DHS puts $14M toward better DDoS defenses
In an effort to encourage new technologies to defend against distributed denial of service (DDoS) attacks, the Department of Homeland Security’s Science and Technology Directorate has awarded eight grants worth a total of $14 million.
The eight award winners and the amount they will receive are:
- University of California, San Diego: $1.3 million
- University of Southern California, Information Sciences Institute: $1.8 million
- Colorado State University: $2.7 million
- University of Houston, Texas: $2.6 million
- University of Delaware: $1.9 million
- University of Oregon: $1.3 million
- Waverley Labs of Waterford, Virginia: $629,992
- Galois Inc. of Portland, Oregon: $1.7 million
DDoS attacks are used to overwhelm a target's computer systems, preventing legitimate users from accessing them and creating opportunities to breach their security. The funded research will focus on slowing the growth rate of such attacks, making current attacks harder to execute and developing tools and techniques that allow organizations to respond to attacks.

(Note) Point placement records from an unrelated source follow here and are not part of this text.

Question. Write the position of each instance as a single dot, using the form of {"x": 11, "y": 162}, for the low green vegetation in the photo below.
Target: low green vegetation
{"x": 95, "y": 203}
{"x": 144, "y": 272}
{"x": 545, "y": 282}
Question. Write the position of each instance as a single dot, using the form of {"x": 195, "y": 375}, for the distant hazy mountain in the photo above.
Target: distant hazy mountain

Research will also go toward addressing new threats that may target non-traditional clients such as emergency management systems.
“Cybersecurity is a critical technology area that is continuously changing,” DHS Under Secretary for Science and Technology Reginald Brothers stated in announcing the awards. “We need to be able to quickly adapt to challenges like DDoS attacks and work with our partners so that solutions can be rapidly developed to ensure the security of our nation’s networks and resources.”